Terramara/テラマラは紀元前15世紀のイタリア北部を舞台にしたワーカープレイスメントゲームだ。
イタリアのゲーム制作集団アッキトッカによる10年ぶりの新作として
オランダのQuined Gamesから発売された。

アッキトッカ名義での作品は10年前の「エジツィア」以来だが、メンバーのギグリとブラジーニは
「ロレンツォ・イル・マニーフィコ」の製作者に名を連ねており、
この両名は「コインブラ」のデザイナーコンビでもあるため、
ドミニオン世代である自分にも馴染みがある。
しかしながら自分には純正アッキトッカ名義でのゲームのプレイ経験がないため、
「名前だけ知ってるあの伝説のバンドが再結成!」なノリで今作を捉えている。

 ちなみにこのゲームはQuined Gamesのマスタープリントエディションの25作目でもある。
このマスタープリントエディションは
なんかよさげなデザイナーのゲーマーズゲームを集めたシリーズなのだが、
オリジナルモノと他社メーカーの再販モノがごっちゃになっていて、
このゲームは分類としてはオリジナルモノの方になる。


ゲームは王道的なワーカープレイスメントで、全5ラウンドでの獲得勝利点を競う。
4人プレイの場合、各ラウンドのアクションスペースが4個、
全ラウンドで使用可能な本拠地アクションスペースが5個あるため、
第1ラウンドで使用できるアクションスペースの数は9個だ。

それに対してプレイヤーはワーカーとして4個の探索者コマと1個の族長コマを持っている。
つまり4人分でワーカーは20個。明らかにアクションスペースが足りない……!

しかし! このゲームでは2つのギミックでこの疑問に答えている。

1つ目のギミックはワーカーの後乗りだ。
このゲームでは1つのアクションスペースに2人までのワーカーを配置できる。

1人目のワーカーはノーコストでアクションスペースに配置できるが、
2人目のワーカーは配置の条件として、
1人目のワーカーの持ち主より高い「軍事力」を持たなければならず、
さらにコストとして「軍事力」を1つ支払わなければならない。

「軍事力」は獲得が難しいリソースなので、
「軍事力」を支払ってでも実行しなければならないアクションなのかを
よくよく考える必要がある。
また、2種のワーカーのうち族長は、
こうした「軍事力」の縛りなしに後乗りできる強力なワーカーなので、要所で使いたい。


説明書記載のワーカー配置例。なんかごちゃごちゃ書いてあるがセオリーの組み合わせなので理解は難しくない。
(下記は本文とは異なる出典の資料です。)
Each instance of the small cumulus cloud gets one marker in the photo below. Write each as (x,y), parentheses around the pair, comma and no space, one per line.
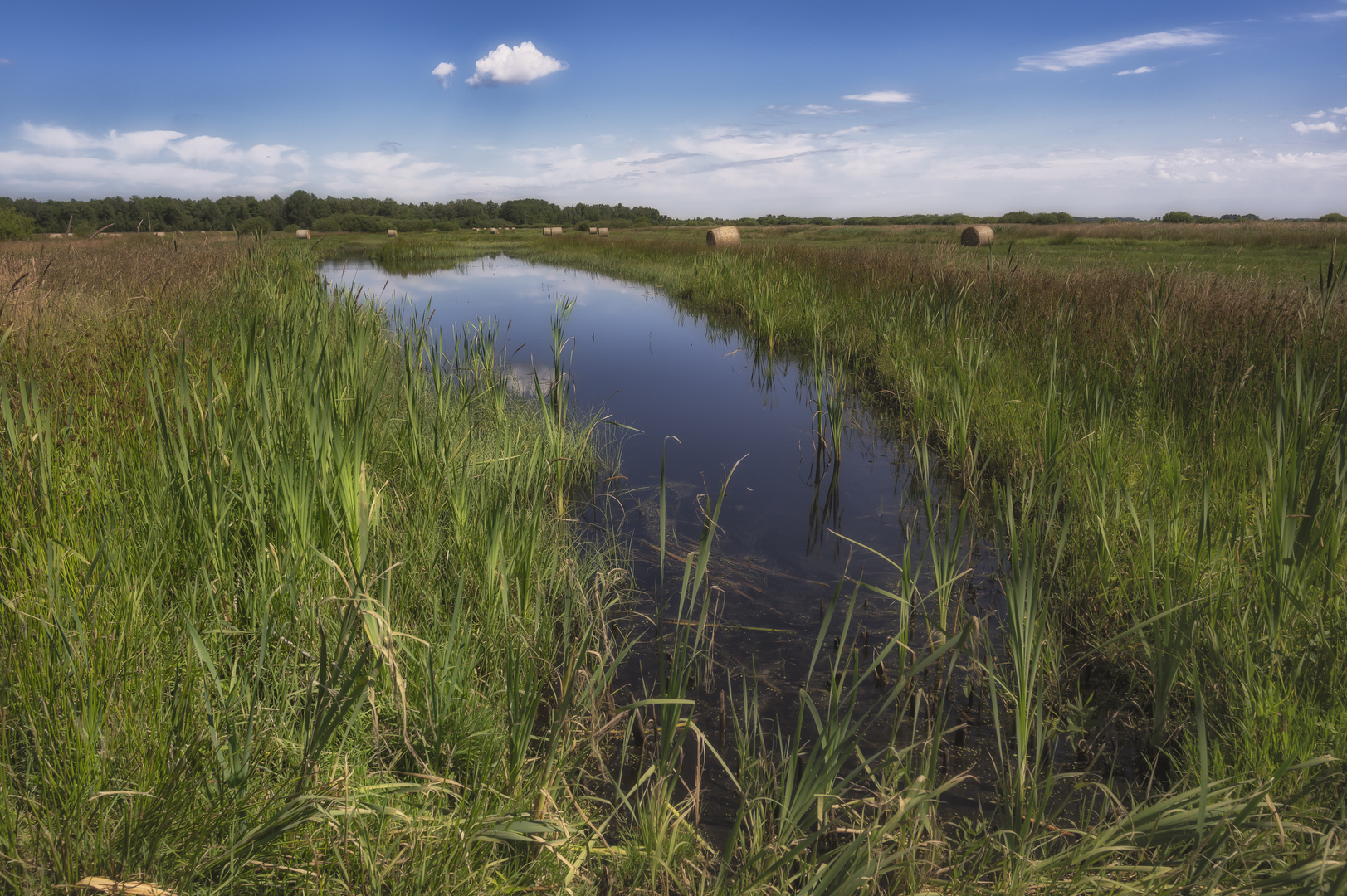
(514,65)
(1100,53)
(1332,15)
(445,71)
(881,96)
(1327,127)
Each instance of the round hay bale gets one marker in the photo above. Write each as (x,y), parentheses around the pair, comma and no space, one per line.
(977,235)
(722,237)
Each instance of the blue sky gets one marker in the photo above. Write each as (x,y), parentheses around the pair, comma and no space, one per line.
(730,110)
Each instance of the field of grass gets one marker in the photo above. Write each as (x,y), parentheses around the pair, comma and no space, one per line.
(1165,449)
(291,600)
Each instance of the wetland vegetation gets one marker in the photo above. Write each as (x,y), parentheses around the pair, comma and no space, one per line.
(293,598)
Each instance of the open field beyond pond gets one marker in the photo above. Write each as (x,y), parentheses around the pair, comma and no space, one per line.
(294,598)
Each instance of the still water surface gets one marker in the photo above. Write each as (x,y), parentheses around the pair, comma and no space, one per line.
(700,399)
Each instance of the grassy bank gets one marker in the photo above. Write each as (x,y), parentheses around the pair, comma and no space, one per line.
(1163,453)
(291,600)
(279,611)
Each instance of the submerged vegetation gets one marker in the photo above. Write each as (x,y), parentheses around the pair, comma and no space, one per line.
(293,597)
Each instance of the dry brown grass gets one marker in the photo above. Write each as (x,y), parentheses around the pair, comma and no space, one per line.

2つ目のギミックは将来のラウンドのアクションスペースの使用だ。
先程、第1ラウンドで使用できるアクションスペースは9個と言ったな。あれはウソだ。

実は最初から5ラウンドほとんどのアクションスペースを使用できるため、
使用できるアクションスペースは実に29個もある。
それだけあるとどのアクションスペースを使うか迷ってしまいそうなものだが、
将来ラウンドのアクションスペースには
「そのラウンドの終了時にならないとワーカーが戻ってこない」という
強烈なデメリットがあるため、実効的な選択肢はさほど多くはない。

ただ、ラウンド終盤にもなると、少ないリソースを得るよりは遠いラウンドでも
多くのリソースを得たい局面もある。
なにせこのゲーム、アクションスペースが少ないのだ。

その結果、プレイヤーの手番数はそれぞれ異なる場合がある。
遠くにワーカーを派遣すると自分だけ手番が少なくて手持ち無沙汰になる
「アグリコラ」あるあるを久々に味わえるぞ!

このギミックはある種の前借り、借金のようなものだが、
UIが統一されている上にリスク&リターンが明瞭で、とても合理的な仕組みだ。
王道的なワーカープレイスメントは小さくまとまりがちな面もあるが、
このような飛び道具を持ち込んでダイナミズムを両立させた手腕はさすがと言えるだろう。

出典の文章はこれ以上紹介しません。